General information
- Type: Foot-launched glider
- National origin: Poland
- Manufacturer: Władysław Zalewski
- Designer: Władysław Zalewski
- Number built: 1

History
- First flight: 1912
- Retired: 1913

= Zalewski W.Z.II =

The Zalewski W.Z.II was a simple glider designed and built in Poland in 1912 by Władysław Zalewski who, after Poland regained its independence in 1918, became a well-known designer of both aircraft and aircraft engines.

==Design and development==

The Zalewski W.Z.II was the first of Władysław Zalewski's designs to be built and flown, as the completion of the W.Z.I, a powered biplane designed in 1909 when Zalewski was only seventeen, was ended by political events.

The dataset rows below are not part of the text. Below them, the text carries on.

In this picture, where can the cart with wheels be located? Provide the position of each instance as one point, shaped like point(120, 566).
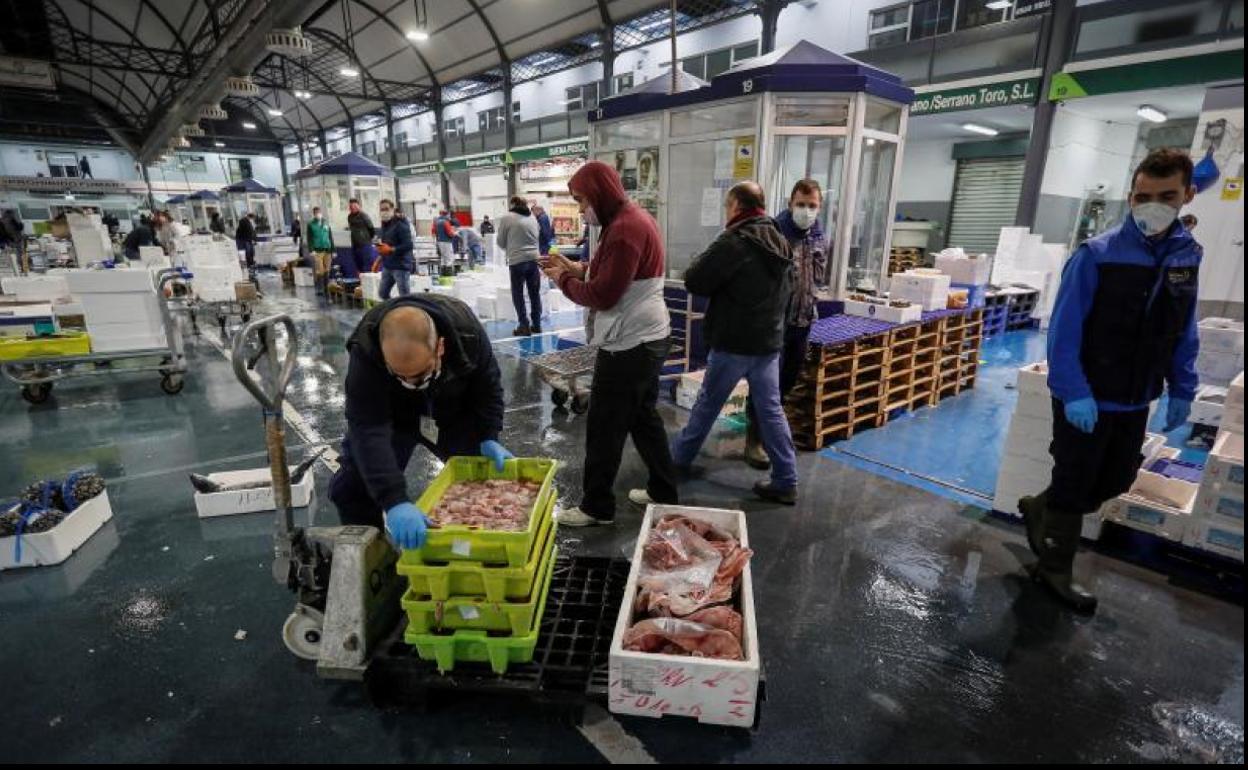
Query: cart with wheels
point(569, 373)
point(36, 376)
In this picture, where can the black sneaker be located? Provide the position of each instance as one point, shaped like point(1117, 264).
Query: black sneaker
point(775, 494)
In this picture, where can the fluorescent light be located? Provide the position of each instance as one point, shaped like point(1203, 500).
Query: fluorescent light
point(979, 129)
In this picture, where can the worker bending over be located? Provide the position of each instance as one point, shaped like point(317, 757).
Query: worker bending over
point(1123, 327)
point(421, 371)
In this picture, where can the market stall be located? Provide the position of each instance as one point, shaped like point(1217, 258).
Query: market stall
point(798, 112)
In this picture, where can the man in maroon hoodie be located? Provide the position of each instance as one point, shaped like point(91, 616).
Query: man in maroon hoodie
point(623, 287)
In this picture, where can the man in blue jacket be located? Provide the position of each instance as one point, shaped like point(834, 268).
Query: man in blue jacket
point(1123, 330)
point(396, 251)
point(421, 371)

It had a two-part wing of rectangular plan, apart from rounded tips. Each half-wing was a fabric covered wooden structure with a main spar at about mid-chord and two auxiliary spars, one of them forming the leading edge. Wing-warping rather than ailerons provided lateral control. The wings were wire-braced from structures both above and below the fuselage frame, two transverse V-struts above, leaning together to form a pyramid and two below, joined to a longitudinal member that acted as a shock absorbing landing skid. The wires reached the outer part of each wing panel via a vertical kingpost mounted on the main spar and extending both above and below the wing.

The very basic fuselage was just a horizontal, cross-braced wooden girder with the pilot strapped to the longerons at mid-chord and sitting on a bicycle seat held below the wings by wires. With legs extended for take-off or landing, his feet reached well below the landing skid. The empennage was of the cruciform type with vertical fins carrying separate rudders, the upper one operated by the same hand-lever that controlled the wing-warping and the lower one by a rudder bar. Another hand-lever controlled the elevator.

The W.Z.II was built in Zalewski's workshop at Milanówek in only three weeks in the spring of 1912 and flight testing soon began. Initially, handling was poor but this was cured by stiffening the fuselage with extra wire bracing and by small changes to the vertical tail. It was launched in that year by two helpers, each with a separate rope and with Zalewski kicking the ground to take off from a hill. These flights only covered about 50 m at a height of 1 m in light winds, though distances increased in 1913 when it was launched by four or six assistants.